Penanaman dilakukan dengan melibatkan unsur pemerintah dan masyarakat setempat. Program ini diharapkan dapat mendorong warga memanfaatkan lahan yang tersedia untuk menghasilkan tanaman pangan yang bisa mendukung kebutuhan rumah tangga.
Dorong Ketahanan Pangan
Program tanaman pangan pendamping beras merupakan salah satu langkah untuk memperkuat ketahanan pangan di tengah keterbatasan lahan pertanian di wilayah Jakarta. Masyarakat didorong tidak hanya bergantung pada pasokan pangan dari luar daerah, tetapi juga mulai memanfaatkan lingkungan sekitar untuk kegiatan budidaya.
Pemanfaatan lahan terbatas dapat dilakukan melalui konsep pertanian perkotaan atau urban farming. Metode tersebut memungkinkan masyarakat menanam berbagai komoditas meski memiliki halaman yang tidak terlalu luas.
417 Bibit Ditanam di Ciracas
Sebanyak 417 bibit yang ditanam di Ciracas diharapkan dapat dirawat secara berkelanjutan sehingga memberikan hasil yang dapat dimanfaatkan. Perawatan tanaman menjadi bagian penting agar kegiatan penanaman tidak berhenti sebagai kegiatan seremonial.
Warga juga dapat berperan dalam menjaga pertumbuhan tanaman melalui penyiraman, pemupukan, dan pemeliharaan secara rutin. Keterlibatan masyarakat diharapkan membuat program tersebut dapat berlangsung dalam jangka panjang.
Selain memberikan manfaat dari sisi ketersediaan pangan, kegiatan menanam juga dapat menciptakan lingkungan yang lebih hijau. Lahan yang sebelumnya kurang produktif dapat dimanfaatkan untuk menghasilkan komoditas yang memiliki nilai guna bagi masyarakat.
Urban Farming Terus Dikembangkan
Jakarta menghadapi tantangan dalam mengembangkan pertanian karena keterbatasan lahan. Karena itu, urban farming menjadi salah satu pendekatan yang dinilai sesuai untuk mengoptimalkan ruang yang tersedia di lingkungan permukiman.
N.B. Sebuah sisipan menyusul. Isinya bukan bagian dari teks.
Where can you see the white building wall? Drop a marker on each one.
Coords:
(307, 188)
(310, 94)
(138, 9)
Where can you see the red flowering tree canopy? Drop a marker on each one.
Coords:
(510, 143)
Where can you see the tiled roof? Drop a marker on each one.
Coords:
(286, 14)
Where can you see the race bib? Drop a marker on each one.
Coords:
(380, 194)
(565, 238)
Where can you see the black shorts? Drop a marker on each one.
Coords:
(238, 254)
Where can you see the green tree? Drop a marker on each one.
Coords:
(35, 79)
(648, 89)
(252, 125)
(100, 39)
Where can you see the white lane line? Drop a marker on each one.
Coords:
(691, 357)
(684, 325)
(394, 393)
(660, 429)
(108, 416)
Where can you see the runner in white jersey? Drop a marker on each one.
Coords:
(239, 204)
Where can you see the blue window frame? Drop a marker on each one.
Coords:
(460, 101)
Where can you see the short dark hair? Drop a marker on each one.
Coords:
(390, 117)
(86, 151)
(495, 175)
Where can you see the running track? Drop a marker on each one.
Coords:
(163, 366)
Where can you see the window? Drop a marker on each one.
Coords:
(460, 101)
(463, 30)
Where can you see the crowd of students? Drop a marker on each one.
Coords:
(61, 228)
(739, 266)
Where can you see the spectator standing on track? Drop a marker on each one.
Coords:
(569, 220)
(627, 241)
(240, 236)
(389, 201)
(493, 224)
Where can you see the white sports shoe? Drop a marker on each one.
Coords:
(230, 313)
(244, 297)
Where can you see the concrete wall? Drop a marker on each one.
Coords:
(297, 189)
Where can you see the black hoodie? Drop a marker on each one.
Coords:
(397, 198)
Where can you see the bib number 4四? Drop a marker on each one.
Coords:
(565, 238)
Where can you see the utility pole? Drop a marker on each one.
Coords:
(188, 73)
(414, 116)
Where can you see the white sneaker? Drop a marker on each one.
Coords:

Kegiatan penanaman dapat dilakukan menggunakan berbagai metode yang menyesuaikan kondisi lahan. Pot, lahan terbuka, maupun sistem vertikal dapat dimanfaatkan untuk menanam tanaman pangan di kawasan perkotaan.
Pemkot Jakarta Timur berharap gerakan penanaman di Ciracas dapat mendorong semakin banyak warga terlibat dalam kegiatan ketahanan pangan. Dengan pengelolaan yang konsisten, tanaman yang ditanam tidak hanya memperindah lingkungan, tetapi juga dapat memberikan manfaat nyata bagi kebutuhan pangan masyarakat.